Она подхватывалась и без подсказки радостно вспоминала:
— Это же этот, как его… Моцарт.
Маргарита благодарно кивала:
— Двадцать третий концерт. Адажио. — И Маргаритины пальцы шевелились в такт мелодии под кружевным воротничком или что там в этот момент на них оказывалось.
Слушая музыку и разглядывая толпу, Тамара вдруг вспомнила, что хотела рассказать Маргарите
Женечка, которой Тамара вечером начала было говорить про церковь, слушала рассеянно, и по ее лицу переливалась, как солнечный блик, улыбка. Эта мечтательная, непонятно про что улыбка насторожила Тамару.
— Ты чего, доча?
— Да ничего… Так… — Женечка замотала головой и рассмеялась. — Кружение сердца.
Слова про сердце Тамару совсем испугали.
— Болит, что ли?
— Да нет же, мама. Это из книжки. — Женечка нетерпеливо повела плечом и отвернулась к компьютеру.
“Влюбилась, что ли?” Тамара беспомощно смотрела в Женечкину прямую спину, не зная, радоваться своей догадке или огорчаться.
Она еще немного потопталась в дверях, чего-то выжидая, но Женечка надела наушники и больше на мать не отвлекалась. Тамара вздохнула и пошла стелиться.
Всё, что безуспешно пыталась она рассказать сначала Маргарите Петровне, а потом Женечке, могло уместиться в две-три фразы, потому что подробности моментально улетучивались из Тамариной головы. Но теперь, в пустоте раннего утра, она вспомнила и сырой, под куртку проникающий ветер, и землю, стеклянно хрустевшую под ногами, пока она ломала вербу.

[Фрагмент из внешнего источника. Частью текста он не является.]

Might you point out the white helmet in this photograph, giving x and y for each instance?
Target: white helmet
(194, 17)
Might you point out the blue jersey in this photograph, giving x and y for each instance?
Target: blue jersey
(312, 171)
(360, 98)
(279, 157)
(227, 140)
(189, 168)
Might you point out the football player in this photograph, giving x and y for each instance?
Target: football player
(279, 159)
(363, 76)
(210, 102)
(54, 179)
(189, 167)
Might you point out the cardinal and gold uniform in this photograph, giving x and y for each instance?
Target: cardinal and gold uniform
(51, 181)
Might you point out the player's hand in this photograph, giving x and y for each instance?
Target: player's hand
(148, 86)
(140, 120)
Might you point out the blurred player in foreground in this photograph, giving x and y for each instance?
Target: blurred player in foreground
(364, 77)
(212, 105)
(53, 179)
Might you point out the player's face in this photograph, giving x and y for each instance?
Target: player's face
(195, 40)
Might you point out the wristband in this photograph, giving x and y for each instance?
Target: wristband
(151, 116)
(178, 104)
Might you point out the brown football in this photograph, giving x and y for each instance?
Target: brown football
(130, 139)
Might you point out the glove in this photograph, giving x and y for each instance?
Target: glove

Заходить на дачу, протапливать печь и греться Тамара не стала, чтобы не терять времени, и в обратной холодной электричке промерзла еще сильнее. С этим ощущением всю ее забравшего холода пришла она в церковь. Служба уже началась. Тамара купила тонкие свечки и осталась стоять у входа, зажав между ступнями клеенчатую сумку с вербой. В церкви было тепло, и народу было много. Успокоительно пахло оплывшим воском и ладаном. Радуясь пению невидимого хора, Тамара искала глазами, как бы ловчее пробраться через толпу и поставить свечки, уже начавшие подтаивать в ее толстых пальцах. Вдруг люди расступились, и Тамарин взгляд упал на стол, где писали заздравные и поминальные записочки. Возле дальней от Тамары стороны сидела, а вернее, недвижно полулежала, опустив голову на руку, женщина. Люди писали свои записочки, опасливо косились на женщину и отходили. Голова женщины была уткнута в сгиб локтя. Но каким-то образом Тамара поняла, что она старая. Наверное, по тяжелым коричневым ботинкам с закругленными носами и явно из прежнего запаса чулкам в резинку. На женщине был приличный, но легкий, не по нынешней погоде, плащик. “С раскладушки”, — определила Тамара. Так, по старой, середины девяностых, памяти, называла она теперешний “секонд-хенд”. Это остатков с кухни она никогда домой не носила, брезговала давать Женечке, а во что одеть свое тело, ей было все равно.
Тамара огляделась, не зная, что делать с мертвой старухой, и решила делать что все — отойти.
Она поставила свечки и начала было продвигаться к алтарю, где батюшка, рассыпая легкие, сверкающие отраженным золотом брызги, уже начал святить вербу, но взгляд против ее воли опять вернулся к столу. Она разглядывала пальцы женщины, карандаш, упиравшийся грифелем в записку, и вдруг заметила подрагивание. “Живая!” Тамара обрадовалась и обо всем
Тамара пристроилась рядом со спящей женщиной, быстро написала заздравную записочку, а над заупокойной стала думать. Наконец вспомнила соседа, доктора с пятого этажа, обрадовалась и добавила в список еще одно имя.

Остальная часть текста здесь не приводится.